On the way to work have you ever thought about a conversation you are going to have later in the day? You thought about how it would likely go, but then also thought of another direction or two the conversation could take? If you have then you have the beginning skill of what it takes to be a futurist.
It is not that hard
In a book I am reading, Smarter Faster Better by Charles Duhigg, the author says that “… experiments show that anyone can learn to habitually construct mental models” and that is what a large part of being a futurist is all about. Futurists don’t predict the future they construct models of possible futures. It is constructing stories about the way things might go in your life, in your job, or in your business. Duhigg then also says “It is easier to know what’s ahead when there is a well-rounded script in your head.”
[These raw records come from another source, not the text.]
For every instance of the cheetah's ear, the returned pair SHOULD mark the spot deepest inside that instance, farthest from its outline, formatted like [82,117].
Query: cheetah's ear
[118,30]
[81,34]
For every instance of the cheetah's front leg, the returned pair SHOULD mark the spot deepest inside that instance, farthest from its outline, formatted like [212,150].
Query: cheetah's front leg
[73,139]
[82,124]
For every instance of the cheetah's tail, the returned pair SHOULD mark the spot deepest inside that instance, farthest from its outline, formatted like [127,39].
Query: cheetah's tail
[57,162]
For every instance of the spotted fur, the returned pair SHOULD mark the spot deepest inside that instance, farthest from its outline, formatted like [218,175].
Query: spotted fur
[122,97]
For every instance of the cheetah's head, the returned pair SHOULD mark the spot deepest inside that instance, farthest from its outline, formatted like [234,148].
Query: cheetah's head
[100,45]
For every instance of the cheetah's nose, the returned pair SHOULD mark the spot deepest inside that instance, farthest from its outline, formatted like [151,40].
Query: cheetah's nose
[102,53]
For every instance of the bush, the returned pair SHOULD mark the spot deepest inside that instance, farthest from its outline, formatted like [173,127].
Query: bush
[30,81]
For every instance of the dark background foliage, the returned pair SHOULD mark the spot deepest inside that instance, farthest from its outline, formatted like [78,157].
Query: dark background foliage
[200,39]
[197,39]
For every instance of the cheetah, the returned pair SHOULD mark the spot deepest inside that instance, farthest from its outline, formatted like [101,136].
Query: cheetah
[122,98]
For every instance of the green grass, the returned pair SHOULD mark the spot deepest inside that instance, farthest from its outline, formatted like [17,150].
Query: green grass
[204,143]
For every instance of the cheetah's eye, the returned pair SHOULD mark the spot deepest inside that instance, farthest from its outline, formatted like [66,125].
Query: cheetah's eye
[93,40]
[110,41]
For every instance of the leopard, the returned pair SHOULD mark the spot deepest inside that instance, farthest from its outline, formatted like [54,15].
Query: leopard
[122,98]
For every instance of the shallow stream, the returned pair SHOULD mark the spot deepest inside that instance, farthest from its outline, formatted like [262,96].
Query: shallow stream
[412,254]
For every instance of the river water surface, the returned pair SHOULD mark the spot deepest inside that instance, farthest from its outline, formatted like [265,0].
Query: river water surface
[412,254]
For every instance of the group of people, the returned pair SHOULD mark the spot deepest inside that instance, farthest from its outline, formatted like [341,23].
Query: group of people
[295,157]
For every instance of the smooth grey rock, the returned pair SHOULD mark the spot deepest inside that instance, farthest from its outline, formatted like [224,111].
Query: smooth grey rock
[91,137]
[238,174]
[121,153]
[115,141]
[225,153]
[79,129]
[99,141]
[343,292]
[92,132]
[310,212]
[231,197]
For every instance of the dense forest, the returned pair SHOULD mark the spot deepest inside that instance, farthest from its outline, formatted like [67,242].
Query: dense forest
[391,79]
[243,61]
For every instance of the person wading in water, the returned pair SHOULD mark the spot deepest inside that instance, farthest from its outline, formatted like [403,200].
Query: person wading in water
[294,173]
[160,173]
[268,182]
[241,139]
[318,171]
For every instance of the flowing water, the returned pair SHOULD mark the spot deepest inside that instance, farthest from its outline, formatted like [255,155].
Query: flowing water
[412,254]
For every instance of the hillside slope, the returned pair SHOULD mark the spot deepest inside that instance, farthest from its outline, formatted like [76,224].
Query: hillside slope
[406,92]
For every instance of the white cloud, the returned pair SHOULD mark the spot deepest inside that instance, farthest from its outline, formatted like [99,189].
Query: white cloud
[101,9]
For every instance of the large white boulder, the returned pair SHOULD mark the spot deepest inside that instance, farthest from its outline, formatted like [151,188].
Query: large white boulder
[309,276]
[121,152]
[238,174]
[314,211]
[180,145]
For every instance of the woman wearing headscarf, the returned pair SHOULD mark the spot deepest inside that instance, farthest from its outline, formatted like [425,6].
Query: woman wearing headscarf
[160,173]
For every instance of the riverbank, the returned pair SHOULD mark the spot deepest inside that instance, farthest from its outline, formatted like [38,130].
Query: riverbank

Of course you need to have some idea of what is going on in your life, job, industry, etc. and that involves paying attention to trends. In my 7 Steps to becoming a practical HR Futurist, I talk about parceling out the trends for people to pay attention to. Then you sit down once a week or once a month and talk about what people have read. One person may talk technology, another demographics and yet another legal trends. You create stories about how those trends may impact your business. As time goes on the stories get refined and different stories are created. You ask different questions and create different answers. None of the stories you created may come to pass, but it is likely you will be better prepared to handle what does show up.
Three basic questions
One futurist, Glen Hiemstra, suggested, in an article in called How to See the Future, that there are three basic questions you need to ask when looking at trends. The first of these is Is the potential future technologically feasible? Science fiction writers create a lot of technology that that is just not possible. Everyone’s favorite space explorers, the crew of the starship Enterprise, regularly the teleporter, a great device that is just not possible by the laws of physics. So for something to occur it has to be actually possible. A secondary question about technology is, is it feasible in large scale?
Hiemstra’s second question is, is it economically viable? Technologies such as virtual reality and solar power are certainly real, however their costs are such that neither may be economically viable enough for you company to make an investment in the technology. I think virtual reality would be a great training tool, but I am suggesting to my small clients that they need to move in that direction anytime soon.
Hiemstra’s third question is, is the technology socially or politically acceptable? For example we are talking broadly now about driverless cars, so you have to ask when will they become accepted by society or the legal system. Yes, the technology is moving in that direction but when will it be accepted by society?
Asking these types of questions and creating a set of stories that take into consideration these factors will help you be prepared with answers when the time comes to implement changes. Rather than answering the question with a response of “we will look in to it” you can say “In our investigation we think we are probably three years away from the technology being viable enough for us to institute changes in our hiring, training and compensation systems.”
That is a much more strategic sounding answer.